This is because z_o = w2 * a_h + b2, so the derivative with respect to w2 is simply a_h.

Putting it all together:

dL/dw2 = -(y - a_o) * a_o * (1 - a_o) * a_h

Gradient for w1:

For w1, the chain is longer because w1 is further from the output. But the principle is exactly the same - we just multiply more terms together. We need to go through more steps:

dL/dw1 = (dL/da_o) * (da_o/dz_o) * (dz_o/da_h) * (da_h/dz_h) * (dz_h/dw1)

A quick note for you

No matter which tech domain you work in, get familiar with these topics:

LLM
RAG
MCP
Agent
Fine-tuning
Quantization

We put it all together in one video:

AI Engineering Explained: LLM, RAG, MCP, Agent, Fine-Tuning, and Quantization

No need to stop reading - bookmark it and watch later when you get time. Future you will thank you.

Now, let's get back to the topic.

We already know the first two terms. Let's calculate the new ones:

dz_o/da_h = w2

This is because z_o = w2 * a_h + b2, so the derivative with respect to a_h is w2.

da_h/dz_h = a_h * (1 - a_h)

This is again the derivative of the sigmoid function.

dz_h/dw1 = x

This is because z_h = w1 * x + b1, so the derivative with respect to w1 is x.

Putting it all together:

dL/dw1 = -(y - a_o) * a_o * (1 - a_o) * w2 * a_h * (1 - a_h) * x

Here, we can see that the gradient for w1 reuses the error signal dL/da_o * da_o/dz_o that we already computed for w2. This is the key insight of backpropagation - we reuse the error signals computed at later layers when computing gradients for earlier layers. This makes the computation very efficient because we do not have to calculate everything from scratch for each weight.

Gradients for biases:

We also need to calculate the gradients for the biases. The process is similar. For b2, since z_o = w2 * a_h + b2, the derivative of z_o with respect to b2 is simply 1. So:

dL/db2 = -(y - a_o) * a_o * (1 - a_o) * 1

Similarly, for b1, since z_h = w1 * x + b1, the derivative of z_h with respect to b1 is 1. So:

dL/db1 = -(y - a_o) * a_o * (1 - a_o) * w2 * a_h * (1 - a_h) * 1

Here, we can see that the bias gradients follow the same chain rule pattern as the weight gradients. The only difference is that the last term in the chain is 1 instead of the input value.

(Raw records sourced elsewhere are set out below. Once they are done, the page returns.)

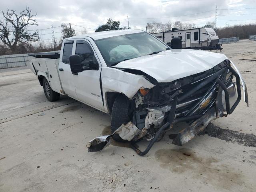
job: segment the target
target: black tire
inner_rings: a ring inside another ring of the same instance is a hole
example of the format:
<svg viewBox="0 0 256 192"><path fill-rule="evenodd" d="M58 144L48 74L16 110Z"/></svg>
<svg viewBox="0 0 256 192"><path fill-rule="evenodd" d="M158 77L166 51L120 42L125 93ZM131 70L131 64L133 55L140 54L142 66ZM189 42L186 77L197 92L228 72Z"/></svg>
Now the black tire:
<svg viewBox="0 0 256 192"><path fill-rule="evenodd" d="M43 87L45 96L49 101L55 101L60 99L60 94L52 89L49 82L45 78L43 80Z"/></svg>
<svg viewBox="0 0 256 192"><path fill-rule="evenodd" d="M114 102L111 114L111 132L113 133L122 124L126 124L129 120L129 99L123 95L118 95ZM113 136L117 141L126 142L117 134Z"/></svg>

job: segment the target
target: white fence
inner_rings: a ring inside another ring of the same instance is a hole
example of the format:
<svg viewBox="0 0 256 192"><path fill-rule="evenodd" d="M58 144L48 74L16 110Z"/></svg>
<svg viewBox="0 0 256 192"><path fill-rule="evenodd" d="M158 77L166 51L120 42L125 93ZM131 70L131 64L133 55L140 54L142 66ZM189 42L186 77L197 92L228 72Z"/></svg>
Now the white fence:
<svg viewBox="0 0 256 192"><path fill-rule="evenodd" d="M26 66L32 58L27 54L0 56L0 69Z"/></svg>
<svg viewBox="0 0 256 192"><path fill-rule="evenodd" d="M219 43L223 44L225 43L235 43L239 40L239 38L230 37L229 38L224 38L219 40Z"/></svg>
<svg viewBox="0 0 256 192"><path fill-rule="evenodd" d="M256 41L256 35L250 35L249 36L249 39L250 39L250 40L253 40L254 41Z"/></svg>

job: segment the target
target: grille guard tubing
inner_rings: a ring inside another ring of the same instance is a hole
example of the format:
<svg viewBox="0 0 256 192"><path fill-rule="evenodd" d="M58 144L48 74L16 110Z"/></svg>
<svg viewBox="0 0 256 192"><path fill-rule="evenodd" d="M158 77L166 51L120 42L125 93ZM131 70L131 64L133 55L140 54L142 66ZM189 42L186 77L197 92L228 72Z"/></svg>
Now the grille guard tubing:
<svg viewBox="0 0 256 192"><path fill-rule="evenodd" d="M225 100L226 102L226 108L227 113L228 114L231 114L234 110L236 106L238 104L239 102L241 100L242 94L241 93L241 86L240 84L240 77L236 72L230 66L228 66L228 68L231 72L232 74L236 77L236 88L237 90L237 99L231 108L229 102L229 95L228 89L226 87L223 83L218 79L217 80L217 82L220 85L222 89L224 91L225 93Z"/></svg>

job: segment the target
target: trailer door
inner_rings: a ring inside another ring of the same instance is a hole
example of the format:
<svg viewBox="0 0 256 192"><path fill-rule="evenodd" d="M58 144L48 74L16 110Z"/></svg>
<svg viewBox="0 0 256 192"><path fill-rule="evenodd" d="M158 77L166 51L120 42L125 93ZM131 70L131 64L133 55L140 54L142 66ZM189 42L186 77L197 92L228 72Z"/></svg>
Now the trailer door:
<svg viewBox="0 0 256 192"><path fill-rule="evenodd" d="M186 47L191 47L191 33L186 33Z"/></svg>

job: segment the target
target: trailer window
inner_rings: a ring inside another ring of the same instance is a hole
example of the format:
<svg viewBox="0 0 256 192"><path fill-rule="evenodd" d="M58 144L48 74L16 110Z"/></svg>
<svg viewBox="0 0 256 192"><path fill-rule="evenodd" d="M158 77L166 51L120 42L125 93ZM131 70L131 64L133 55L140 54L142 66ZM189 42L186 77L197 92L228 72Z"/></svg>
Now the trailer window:
<svg viewBox="0 0 256 192"><path fill-rule="evenodd" d="M198 40L198 32L196 31L194 33L194 40Z"/></svg>
<svg viewBox="0 0 256 192"><path fill-rule="evenodd" d="M66 64L69 64L69 56L72 54L72 43L65 43L63 48L63 56L62 62Z"/></svg>
<svg viewBox="0 0 256 192"><path fill-rule="evenodd" d="M189 33L187 34L187 39L190 39L190 35Z"/></svg>

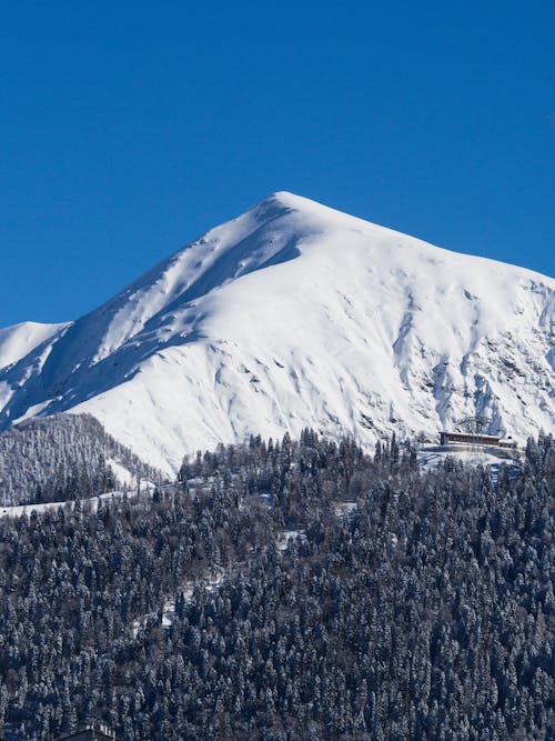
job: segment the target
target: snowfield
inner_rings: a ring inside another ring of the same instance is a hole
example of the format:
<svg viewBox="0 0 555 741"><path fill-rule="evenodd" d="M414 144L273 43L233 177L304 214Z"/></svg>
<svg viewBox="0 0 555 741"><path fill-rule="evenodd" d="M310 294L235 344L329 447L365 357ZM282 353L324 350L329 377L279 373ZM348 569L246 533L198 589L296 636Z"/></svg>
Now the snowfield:
<svg viewBox="0 0 555 741"><path fill-rule="evenodd" d="M480 413L523 442L554 429L554 297L545 276L275 193L75 322L1 330L0 429L89 412L168 473L304 427L373 444Z"/></svg>

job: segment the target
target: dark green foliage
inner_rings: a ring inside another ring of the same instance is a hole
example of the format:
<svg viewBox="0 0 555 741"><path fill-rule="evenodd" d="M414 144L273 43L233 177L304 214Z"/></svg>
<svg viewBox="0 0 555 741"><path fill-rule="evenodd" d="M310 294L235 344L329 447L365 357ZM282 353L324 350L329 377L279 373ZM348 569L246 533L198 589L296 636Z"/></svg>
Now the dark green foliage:
<svg viewBox="0 0 555 741"><path fill-rule="evenodd" d="M111 491L110 459L133 475L160 473L110 437L90 414L56 414L0 433L0 505L59 502Z"/></svg>
<svg viewBox="0 0 555 741"><path fill-rule="evenodd" d="M155 498L4 520L6 735L551 739L554 472L551 437L494 481L306 431L185 461Z"/></svg>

To learn Backpropagation, the chain rule, and how to build a Neural Network from scratch, check out our AI and Machine Learning Program at Outcome School.

Step-by-Step Numeric Example

The best way to learn this is by taking an example. Let's initialize our network with the following values:

x = 0.5       (input)
y = 1.0       (expected output)
w1 = 0.3      (weight 1)
b1 = 0.1      (bias 1)
w2 = 0.7      (weight 2)
b2 = 0.2      (bias 2)

Forward Pass:

Step 1: Calculate the hidden neuron output.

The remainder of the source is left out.